In palio, c’era un prosciutto crudo, per altro vinto dal suo avversario, e il centrale di Wimbledon sembrava su un’altra galassia. Dicevano che tirava piano, che non aveva un colpo dominante. Ma forse era solo perché fino all’adolescenza è stato un’anima divisa tra due sport. «A essere sincero, i miei miglioramenti più grandi sono stati questi: allenarmi di più e mangiare meglio».
Infatti. In passato, l’attitudine è sempre stata al centro delle liti tra padre e figlio. Nella primavera del 2023, torneo Challenger di Spalato, il padre lo molla nel mezzo della partita. E gliene dice di ogni colore, o dentro o fuori. Flavio resta. «Quella fu la svolta» raccontò Stefano. «Generalmente lui vuole tornare a casa ad allenarsi, ma quella volta fece un sacrificio rimanendo lì per fare una settimana di preparazione atletica».

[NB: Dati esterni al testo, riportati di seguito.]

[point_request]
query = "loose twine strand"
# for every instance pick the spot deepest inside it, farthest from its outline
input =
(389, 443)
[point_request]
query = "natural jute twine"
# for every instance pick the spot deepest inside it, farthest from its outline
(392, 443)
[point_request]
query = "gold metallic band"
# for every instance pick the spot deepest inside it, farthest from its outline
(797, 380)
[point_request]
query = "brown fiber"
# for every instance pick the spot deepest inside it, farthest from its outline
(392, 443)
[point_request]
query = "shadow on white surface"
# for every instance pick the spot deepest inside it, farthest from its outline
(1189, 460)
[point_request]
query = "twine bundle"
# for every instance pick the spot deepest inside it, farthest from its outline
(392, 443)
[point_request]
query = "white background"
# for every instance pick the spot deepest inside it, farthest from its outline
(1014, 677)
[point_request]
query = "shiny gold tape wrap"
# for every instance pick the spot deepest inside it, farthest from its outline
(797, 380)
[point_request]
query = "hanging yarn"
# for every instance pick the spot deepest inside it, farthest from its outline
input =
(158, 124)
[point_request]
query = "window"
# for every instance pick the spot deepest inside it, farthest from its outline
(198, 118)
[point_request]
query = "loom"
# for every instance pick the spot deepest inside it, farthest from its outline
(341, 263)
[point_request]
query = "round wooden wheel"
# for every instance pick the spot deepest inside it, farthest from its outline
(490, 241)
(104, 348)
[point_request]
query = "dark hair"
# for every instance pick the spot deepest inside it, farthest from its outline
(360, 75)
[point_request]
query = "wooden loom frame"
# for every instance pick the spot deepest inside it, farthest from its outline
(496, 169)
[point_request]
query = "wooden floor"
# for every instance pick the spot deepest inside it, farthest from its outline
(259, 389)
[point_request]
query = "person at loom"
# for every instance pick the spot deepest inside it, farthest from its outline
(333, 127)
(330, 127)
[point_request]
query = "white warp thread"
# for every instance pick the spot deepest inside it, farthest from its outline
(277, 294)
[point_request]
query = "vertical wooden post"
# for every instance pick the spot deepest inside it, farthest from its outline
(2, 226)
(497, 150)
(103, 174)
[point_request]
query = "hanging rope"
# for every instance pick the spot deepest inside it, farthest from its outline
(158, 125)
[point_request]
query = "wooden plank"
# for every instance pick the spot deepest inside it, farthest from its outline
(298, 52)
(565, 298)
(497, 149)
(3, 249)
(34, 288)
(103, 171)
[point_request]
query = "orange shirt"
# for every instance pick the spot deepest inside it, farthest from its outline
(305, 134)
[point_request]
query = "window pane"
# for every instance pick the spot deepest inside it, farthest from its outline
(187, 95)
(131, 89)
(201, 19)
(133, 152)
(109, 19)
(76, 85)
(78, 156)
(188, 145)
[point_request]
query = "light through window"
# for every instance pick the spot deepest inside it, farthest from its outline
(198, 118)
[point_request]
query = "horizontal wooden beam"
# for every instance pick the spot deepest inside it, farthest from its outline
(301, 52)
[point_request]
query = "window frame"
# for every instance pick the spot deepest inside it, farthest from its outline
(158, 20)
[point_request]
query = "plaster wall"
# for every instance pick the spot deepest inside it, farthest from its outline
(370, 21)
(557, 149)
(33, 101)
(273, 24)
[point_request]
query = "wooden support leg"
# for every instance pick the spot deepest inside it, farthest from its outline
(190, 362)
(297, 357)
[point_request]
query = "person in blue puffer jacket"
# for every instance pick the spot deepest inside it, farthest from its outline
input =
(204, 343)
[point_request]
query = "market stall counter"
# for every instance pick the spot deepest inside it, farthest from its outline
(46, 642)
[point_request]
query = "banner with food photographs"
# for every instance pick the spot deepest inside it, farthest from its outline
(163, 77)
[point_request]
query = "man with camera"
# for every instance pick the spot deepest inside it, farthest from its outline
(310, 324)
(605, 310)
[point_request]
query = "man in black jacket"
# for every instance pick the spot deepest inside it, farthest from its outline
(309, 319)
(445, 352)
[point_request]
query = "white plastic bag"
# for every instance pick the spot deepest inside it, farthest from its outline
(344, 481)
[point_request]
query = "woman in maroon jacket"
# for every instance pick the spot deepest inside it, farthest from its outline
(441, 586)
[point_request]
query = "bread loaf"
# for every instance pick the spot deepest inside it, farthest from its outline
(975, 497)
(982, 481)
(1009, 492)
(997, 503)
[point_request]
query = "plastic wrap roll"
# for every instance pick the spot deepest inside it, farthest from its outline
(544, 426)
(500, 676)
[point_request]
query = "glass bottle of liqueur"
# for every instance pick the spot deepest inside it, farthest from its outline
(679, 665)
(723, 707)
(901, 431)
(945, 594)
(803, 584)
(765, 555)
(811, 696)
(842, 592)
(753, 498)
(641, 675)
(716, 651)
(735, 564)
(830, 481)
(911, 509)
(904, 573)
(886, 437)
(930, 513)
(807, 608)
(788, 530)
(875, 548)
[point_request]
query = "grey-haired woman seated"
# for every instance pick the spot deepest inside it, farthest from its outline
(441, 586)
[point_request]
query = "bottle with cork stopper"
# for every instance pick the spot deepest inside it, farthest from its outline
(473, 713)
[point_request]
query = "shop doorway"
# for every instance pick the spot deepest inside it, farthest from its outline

Fu un segnale, e fu un inizio. Vittoria a Bucarest, finale a Washington, due stagioni una più solida dell’altra. Fino a Wimbledon, un proscenio che giustifica le lacrime familiari (si è commosso anche il fratello Guglielmo). Bove, calciatore sfortunato, ieri alla Fiorentina, ora tornato alla Roma dopo il problema cardiaco che lo ha colpito la scorsa stagione, «è stato il primo a dirmi che qui sarei andato avanti, che se lo sentiva» racconta Fabio, finalmente in italiano. «Parlare in inglese mi stressa più che giocarmi un match point».